Indap Amit R, Marth Gabor T, Struble Craig A, Tonellato Peter, Olivier Michael
Human and Molecular Genetics Center, Medical College of Wisconsin, Milwaukee, USA.
BMC Bioinformatics. 2005 Dec 15;6:303. doi: 10.1186/1471-2105-6-303.
Different classes of haplotype block algorithms exist and the ideal dataset to assess their performance would be to comprehensively re-sequence a large genomic region in a large population. Such data sets are expensive to collect. Alternatively, we performed coalescent simulations to generate haplotypes with a high marker density and compared block partitioning results from diversity based, LD based, and information theoretic algorithms under different values of SNP density and allele frequency.

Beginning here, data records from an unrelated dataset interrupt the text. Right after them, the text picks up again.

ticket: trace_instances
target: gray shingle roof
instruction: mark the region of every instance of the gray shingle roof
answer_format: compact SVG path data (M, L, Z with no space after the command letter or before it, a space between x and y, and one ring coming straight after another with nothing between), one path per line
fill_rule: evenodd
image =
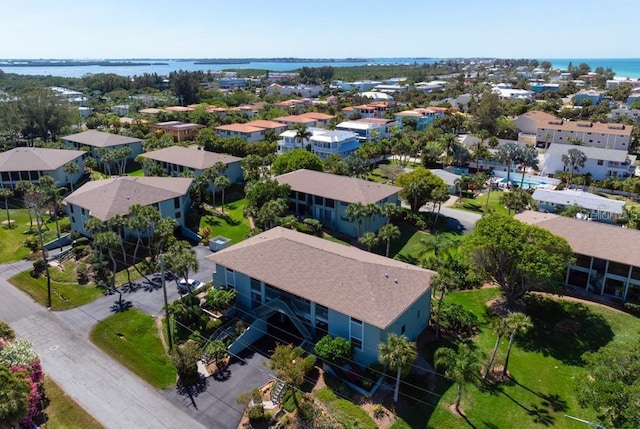
M18 147L0 153L0 171L53 171L85 153L81 150Z
M297 170L276 177L280 183L291 186L291 190L331 198L346 203L376 203L402 188L382 183L313 170Z
M380 329L427 293L435 275L281 227L207 258Z
M86 144L95 147L111 147L123 144L141 142L141 139L121 136L118 134L103 133L101 131L89 130L78 134L71 134L62 138L71 142Z
M192 179L186 177L113 177L87 182L64 199L100 220L129 214L134 204L148 206L189 191Z
M515 216L564 237L575 253L640 266L640 231L550 213L525 211Z
M237 156L190 149L182 146L166 147L154 150L153 152L146 152L140 156L153 159L154 161L183 165L196 170L204 170L212 167L218 161L224 162L227 165L242 161L242 158L238 158Z
M611 200L590 192L563 189L561 191L537 188L532 198L536 201L572 206L574 204L589 210L607 211L622 214L624 201Z
M583 152L588 159L601 159L604 161L625 162L629 156L629 153L626 150L606 149L582 145L575 146L559 143L550 144L545 156L560 158L562 155L567 155L571 149L578 149L580 152Z

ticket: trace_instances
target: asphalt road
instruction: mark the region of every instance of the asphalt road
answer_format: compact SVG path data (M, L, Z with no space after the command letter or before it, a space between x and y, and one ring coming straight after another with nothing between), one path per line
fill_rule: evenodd
M199 270L189 277L210 281L213 264L205 257L211 252L198 246L196 253ZM48 311L6 280L31 267L29 261L0 265L0 319L32 342L47 375L105 427L235 428L242 415L237 395L271 379L264 358L250 355L231 365L226 378L210 378L199 389L159 392L89 342L91 328L116 311L118 294L63 312ZM164 299L157 285L140 279L124 290L125 305L161 314ZM167 281L167 294L170 302L178 298L175 282ZM194 393L200 395L197 400Z

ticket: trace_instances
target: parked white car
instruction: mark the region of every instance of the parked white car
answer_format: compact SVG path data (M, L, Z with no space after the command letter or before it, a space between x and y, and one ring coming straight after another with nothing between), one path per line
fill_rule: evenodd
M203 286L204 286L204 283L202 283L200 280L194 280L194 279L185 280L184 278L181 278L180 280L178 280L178 292L183 294L188 293L189 289L191 289L191 292L193 293Z

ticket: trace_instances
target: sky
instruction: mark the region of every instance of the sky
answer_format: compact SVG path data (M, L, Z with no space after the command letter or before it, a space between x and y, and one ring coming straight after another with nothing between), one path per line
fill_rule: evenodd
M639 58L638 0L0 0L0 58Z

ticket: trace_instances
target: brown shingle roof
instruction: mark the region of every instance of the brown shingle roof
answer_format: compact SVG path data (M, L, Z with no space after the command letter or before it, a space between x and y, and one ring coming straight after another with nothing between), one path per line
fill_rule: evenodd
M101 131L95 130L89 130L78 134L71 134L69 136L63 137L62 139L95 147L111 147L123 144L139 143L142 141L133 137L103 133Z
M53 171L85 153L82 150L17 147L0 153L0 171Z
M204 170L212 167L218 161L224 162L227 165L242 161L242 158L238 158L237 156L190 149L182 146L170 146L154 150L153 152L147 152L140 156L153 159L154 161L183 165L196 170Z
M397 186L304 169L282 174L276 180L288 184L293 191L346 203L376 203L402 190Z
M534 211L519 213L516 219L564 237L575 253L640 266L638 230Z
M129 214L134 204L148 206L189 191L192 179L186 177L113 177L87 182L64 199L89 210L102 221Z
M633 131L632 125L609 124L604 122L563 121L561 119L539 121L538 128L542 130L577 131L581 133L615 134L621 136L630 136L631 131Z
M281 227L207 258L380 329L428 293L435 275Z

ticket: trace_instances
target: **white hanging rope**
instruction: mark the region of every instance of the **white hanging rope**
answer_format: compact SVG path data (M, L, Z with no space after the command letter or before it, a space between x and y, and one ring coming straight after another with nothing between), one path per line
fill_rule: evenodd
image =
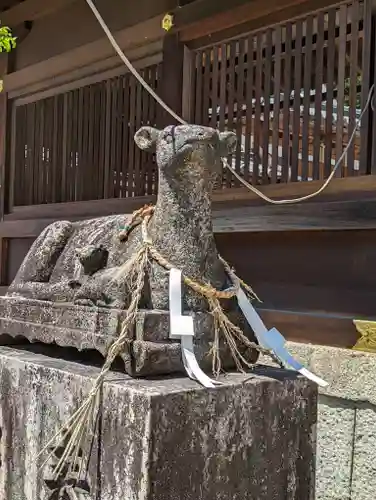
M149 94L157 101L157 103L160 104L160 106L162 106L162 108L164 108L164 110L167 111L177 122L181 123L182 125L187 125L187 122L185 120L183 120L183 118L181 116L177 115L158 96L158 94L156 94L154 92L154 90L142 78L142 76L140 75L140 73L136 70L136 68L133 66L133 64L130 62L130 60L126 57L126 55L124 54L124 52L121 50L119 44L116 42L116 40L115 40L114 36L112 35L110 29L108 28L107 24L105 23L105 21L103 20L102 16L98 12L98 9L94 5L94 2L92 0L86 0L86 3L89 5L90 9L92 10L94 16L96 17L96 19L98 20L99 24L101 25L103 31L105 32L108 40L110 41L111 45L115 49L116 53L118 54L118 56L120 57L120 59L123 61L123 63L125 64L125 66L128 68L128 70L132 73L132 75L140 82L140 84L145 88L145 90L147 90L149 92ZM306 200L309 200L311 198L314 198L315 196L318 196L319 194L321 194L324 191L324 189L326 189L328 187L328 185L330 184L331 180L333 179L336 171L338 170L340 164L342 163L342 160L344 159L344 157L346 156L348 150L350 149L350 146L351 146L351 144L352 144L352 142L353 142L353 140L355 138L356 131L359 129L359 127L361 125L361 121L363 119L363 116L366 113L366 111L368 110L369 105L371 103L371 98L372 98L373 90L374 90L374 85L372 85L372 87L370 88L370 90L368 92L368 97L367 97L366 104L365 104L364 109L362 110L359 118L355 122L354 130L352 131L352 134L351 134L350 139L349 139L349 141L347 143L347 146L343 150L343 153L341 154L341 156L338 158L338 160L337 160L336 164L334 165L333 170L330 173L329 177L326 179L326 181L323 183L323 185L317 191L314 191L313 193L307 194L305 196L301 196L299 198L293 198L293 199L290 199L290 200L273 200L272 198L269 198L264 193L262 193L255 186L252 186L252 184L250 184L249 182L247 182L245 179L243 179L243 177L241 177L241 175L239 175L230 166L230 164L228 163L228 161L227 161L226 158L222 158L223 165L232 173L232 175L234 177L236 177L236 179L238 179L238 181L241 184L243 184L243 186L245 186L247 189L249 189L250 191L252 191L253 193L255 193L257 196L259 196L264 201L266 201L268 203L271 203L273 205L291 205L293 203L299 203L299 202L306 201Z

We simulated 1000 haplotypes using the standard coalescent for three world populations--European, African American, and East Asian--and applied three classes of block partitioning algorithms--diversity based, LD based, and information theoretic. We assessed algorithm differences in number, size, and coverage of blocks inferred under different conditions of SNP density, allele frequency, and sample size. Each algorithm inferred blocks differing in number, size, and coverage under different density and allele frequency conditions. Different partitions had few if any matching block boundaries. However they still overlapped and a high percentage of total chromosomal region was common to all methods. This percentage was generally higher with a higher density of SNPs and when rarer markers were included.
A gold standard definition of a haplotype block is difficult to achieve, but collecting haplotypes covered with a high density of SNPs, partitioning them with a variety of block algorithms, and identifying regions common to all methods may be the best way to identify genomic regions that harbor SNP variants that cause disease.
存在不同类别的单倍型块算法,而评估其性能的理想数据集是在大量人群中对大的基因组区域进行全面重测序。收集这样的数据集成本很高。作为替代方案,我们进行了合并模拟以生成具有高标记密度的单倍型,并比较了基于多样性、基于连锁不平衡(LD)和信息论算法在不同单核苷酸多态性(SNP)密度和等位基因频率值下的块划分结果。
我们使用标准合并方法为欧洲、非裔美国人和东亚这三个人群模拟了1000个单倍型,并应用了三类块划分算法——基于多样性、基于LD和信息论算法。我们评估了在SNP密度、等位基因频率和样本量的不同条件下推断出的块在数量、大小和覆盖范围方面的算法差异。在不同的密度和等位基因频率条件下,每种算法推断出的块在数量、大小和覆盖范围上都有所不同。不同的划分几乎没有匹配的块边界。然而它们仍然有重叠,并且所有方法共有的总染色体区域的百分比很高。当SNP密度较高且包含较罕见的标记时,这个百分比通常更高。
单倍型块的金标准定义很难实现,但收集覆盖高密度SNP的单倍型,用多种块算法对其进行划分,并识别所有方法共有的区域,可能是识别含有导致疾病的SNP变异的基因组区域的最佳方法。